Of course not. Just the missing pieces of my heart. “I can’t believe this.”
“Son, I’m sorry. Maybe it was the wrong decision to make. I didn’t do it to be malicious. I wanted to protect you, that’s all. You’re all I have left.”
Blake’s gaze slid to the photograph that hung behind Warren’s chair. In it, seven-year-old Samuel Carter wore a Little League uniform, a glove in one hand, a gap-toothed smile on his face. Two days after that picture had been taken, a drunk driver had jumped the curb and killed Sam.
“Every Carter in this family has made mistakes and lost things along the way,” Warren said quietly. “But we have always risen again, stronger than before.

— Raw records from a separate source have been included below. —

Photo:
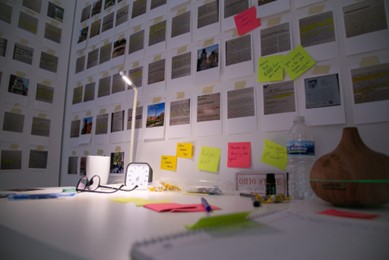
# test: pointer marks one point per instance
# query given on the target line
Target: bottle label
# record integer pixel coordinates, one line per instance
(303, 147)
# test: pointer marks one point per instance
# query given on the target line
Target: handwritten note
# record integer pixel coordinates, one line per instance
(209, 159)
(184, 150)
(239, 155)
(274, 155)
(168, 162)
(247, 21)
(270, 68)
(298, 61)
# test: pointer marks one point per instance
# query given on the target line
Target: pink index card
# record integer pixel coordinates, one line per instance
(348, 214)
(247, 21)
(177, 207)
(239, 155)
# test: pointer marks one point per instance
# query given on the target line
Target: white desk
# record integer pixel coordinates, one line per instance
(92, 226)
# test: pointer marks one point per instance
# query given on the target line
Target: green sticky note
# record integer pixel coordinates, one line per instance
(220, 221)
(270, 68)
(297, 61)
(209, 159)
(274, 155)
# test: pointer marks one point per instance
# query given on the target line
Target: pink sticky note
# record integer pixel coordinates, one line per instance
(239, 155)
(348, 214)
(247, 21)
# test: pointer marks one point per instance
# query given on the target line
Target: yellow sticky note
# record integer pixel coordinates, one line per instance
(274, 154)
(169, 162)
(184, 150)
(209, 159)
(298, 61)
(270, 68)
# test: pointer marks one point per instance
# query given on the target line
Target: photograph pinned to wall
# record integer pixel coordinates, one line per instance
(82, 166)
(105, 52)
(231, 8)
(322, 100)
(279, 105)
(117, 125)
(271, 7)
(18, 85)
(138, 124)
(72, 165)
(121, 18)
(317, 31)
(157, 31)
(33, 5)
(365, 21)
(89, 91)
(275, 36)
(48, 62)
(136, 42)
(179, 68)
(156, 71)
(240, 115)
(38, 159)
(119, 47)
(55, 11)
(139, 8)
(180, 118)
(107, 24)
(86, 130)
(208, 113)
(117, 163)
(86, 12)
(179, 28)
(23, 53)
(77, 95)
(28, 22)
(40, 126)
(238, 55)
(83, 34)
(13, 121)
(206, 18)
(155, 121)
(3, 46)
(157, 7)
(11, 160)
(53, 33)
(101, 129)
(207, 61)
(370, 93)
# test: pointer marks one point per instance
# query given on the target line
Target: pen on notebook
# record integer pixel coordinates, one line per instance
(206, 205)
(256, 202)
(39, 196)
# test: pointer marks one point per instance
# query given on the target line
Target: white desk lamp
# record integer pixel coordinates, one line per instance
(137, 173)
(130, 83)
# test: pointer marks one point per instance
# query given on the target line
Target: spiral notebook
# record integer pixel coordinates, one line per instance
(277, 235)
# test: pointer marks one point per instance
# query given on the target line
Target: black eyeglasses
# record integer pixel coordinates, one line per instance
(86, 185)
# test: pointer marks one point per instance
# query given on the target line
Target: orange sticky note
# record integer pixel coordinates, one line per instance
(239, 155)
(184, 150)
(247, 21)
(168, 162)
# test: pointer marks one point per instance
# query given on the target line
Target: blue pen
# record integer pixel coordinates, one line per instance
(39, 196)
(206, 205)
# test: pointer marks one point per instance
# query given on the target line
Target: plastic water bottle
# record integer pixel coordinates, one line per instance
(301, 154)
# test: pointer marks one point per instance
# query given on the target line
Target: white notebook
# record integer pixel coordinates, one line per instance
(282, 235)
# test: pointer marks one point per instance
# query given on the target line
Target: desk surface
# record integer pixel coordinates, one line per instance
(92, 226)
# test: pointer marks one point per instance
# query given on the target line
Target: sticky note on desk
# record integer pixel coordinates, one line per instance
(234, 219)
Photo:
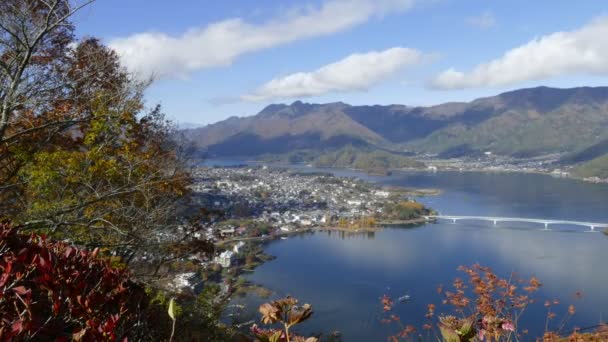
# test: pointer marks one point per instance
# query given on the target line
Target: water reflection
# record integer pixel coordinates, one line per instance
(344, 274)
(343, 234)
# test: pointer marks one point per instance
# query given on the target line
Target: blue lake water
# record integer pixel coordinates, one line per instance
(343, 276)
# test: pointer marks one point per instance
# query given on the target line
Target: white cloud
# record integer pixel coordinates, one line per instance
(582, 51)
(356, 72)
(483, 21)
(220, 43)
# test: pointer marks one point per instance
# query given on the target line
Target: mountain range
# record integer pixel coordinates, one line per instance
(519, 123)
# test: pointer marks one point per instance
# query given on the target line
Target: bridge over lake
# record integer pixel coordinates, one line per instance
(546, 222)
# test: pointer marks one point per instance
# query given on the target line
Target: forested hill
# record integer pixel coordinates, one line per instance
(523, 122)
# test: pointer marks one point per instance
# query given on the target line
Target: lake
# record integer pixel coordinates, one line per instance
(343, 276)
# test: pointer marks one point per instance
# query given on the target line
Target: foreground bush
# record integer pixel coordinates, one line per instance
(487, 308)
(51, 290)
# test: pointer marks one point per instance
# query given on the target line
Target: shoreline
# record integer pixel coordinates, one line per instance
(483, 170)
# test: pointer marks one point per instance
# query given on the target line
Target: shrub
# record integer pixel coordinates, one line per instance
(486, 308)
(54, 290)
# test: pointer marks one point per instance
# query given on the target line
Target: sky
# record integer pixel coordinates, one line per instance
(216, 59)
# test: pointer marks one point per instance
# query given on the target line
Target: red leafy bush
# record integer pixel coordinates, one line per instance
(51, 290)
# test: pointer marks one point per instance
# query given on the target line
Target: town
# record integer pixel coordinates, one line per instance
(259, 203)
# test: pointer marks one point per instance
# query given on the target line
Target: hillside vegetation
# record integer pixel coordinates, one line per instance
(525, 122)
(597, 167)
(371, 161)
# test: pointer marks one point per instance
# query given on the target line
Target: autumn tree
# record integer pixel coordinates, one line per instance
(35, 39)
(81, 157)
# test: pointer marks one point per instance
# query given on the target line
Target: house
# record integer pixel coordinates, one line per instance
(227, 232)
(225, 258)
(237, 248)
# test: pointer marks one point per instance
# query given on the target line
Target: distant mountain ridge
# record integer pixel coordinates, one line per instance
(523, 122)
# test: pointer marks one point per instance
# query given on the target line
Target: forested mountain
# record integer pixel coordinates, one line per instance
(524, 122)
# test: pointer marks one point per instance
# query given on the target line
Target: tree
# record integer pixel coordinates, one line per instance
(81, 158)
(35, 39)
(51, 290)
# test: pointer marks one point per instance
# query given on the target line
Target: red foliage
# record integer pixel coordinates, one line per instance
(51, 290)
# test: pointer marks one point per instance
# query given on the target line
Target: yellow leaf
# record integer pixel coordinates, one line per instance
(172, 309)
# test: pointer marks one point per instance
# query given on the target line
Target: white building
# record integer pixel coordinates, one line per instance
(225, 258)
(238, 246)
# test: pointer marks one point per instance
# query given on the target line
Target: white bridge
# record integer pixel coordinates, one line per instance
(495, 220)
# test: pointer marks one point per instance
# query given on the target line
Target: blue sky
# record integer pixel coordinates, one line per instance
(215, 59)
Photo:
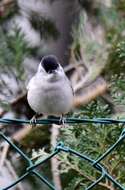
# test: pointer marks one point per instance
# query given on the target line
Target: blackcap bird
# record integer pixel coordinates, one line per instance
(49, 90)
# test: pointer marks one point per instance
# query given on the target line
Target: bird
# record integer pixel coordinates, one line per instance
(49, 91)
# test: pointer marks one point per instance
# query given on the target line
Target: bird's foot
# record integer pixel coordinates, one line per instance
(33, 121)
(62, 121)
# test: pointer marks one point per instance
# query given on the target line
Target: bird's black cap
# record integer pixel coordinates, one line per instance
(50, 63)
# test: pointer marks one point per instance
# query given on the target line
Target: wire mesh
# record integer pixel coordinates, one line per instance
(31, 167)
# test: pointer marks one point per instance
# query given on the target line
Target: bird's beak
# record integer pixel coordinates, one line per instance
(53, 71)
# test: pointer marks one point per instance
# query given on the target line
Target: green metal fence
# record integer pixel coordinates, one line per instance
(31, 167)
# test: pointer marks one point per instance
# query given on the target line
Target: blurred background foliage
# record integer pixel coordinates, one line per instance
(89, 38)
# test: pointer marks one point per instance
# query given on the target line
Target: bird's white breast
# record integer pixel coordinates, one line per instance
(51, 98)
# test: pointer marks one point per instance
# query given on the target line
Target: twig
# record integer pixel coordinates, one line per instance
(13, 173)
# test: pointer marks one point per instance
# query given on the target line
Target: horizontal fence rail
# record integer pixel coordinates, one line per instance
(31, 167)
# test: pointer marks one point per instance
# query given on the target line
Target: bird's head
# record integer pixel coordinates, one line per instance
(50, 67)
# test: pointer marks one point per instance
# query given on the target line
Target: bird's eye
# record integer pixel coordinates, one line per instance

We have triumphed and succeeded, and I want you to remember that.”
Tears pricked Blake’s eyes. He’d been five when Sam was killed, old enough to cry for his brother but not nearly old enough to understand the legacy he’d been left as the only son in the family. That came much later.
“Think about going to the reunion, if only to prove to everyone that you triumphed, that Delta Eta Chi remains and always will. We are salt-of-the-earth survivors, Blake.” His voice grew gruff. “Through all the shit this world hands us, we survive.” He clapped Blake on the back. “I’m proud of you, son. Look at what you’ve done, what you’ve become with the company, and younger than I did. CEO at thirty-two? That’s a goddamn achievement. I’m proud of you every day. I know I never say that, and I should, but I am.”
Blake stood there staring at the picture of Sam. His head spun. Proud? He stuffed his hands inside his pockets as a lump rose in his throat. For most of his life, he’d ached to hear those words. Everything he’d done in high school and college and business school, every touchdown he scored, every deal he brought to his father’s desk, came from trying to fill his dead brother’s shoes, to live up to the impossible expectations of a rigid, unyielding father. He couldn’t undo the past. He couldn’t bring back Samuel or erase the black mark of a suspension from the family fraternity’s history.
But when it came to business, when it came to Eastefire and the success of the family company, Blake could definitely deliver. He was a Carter.
“I’ll do whatever I can to get the Drake Isle property,” he said, chin lifted. “I promise, Dad. I promise.”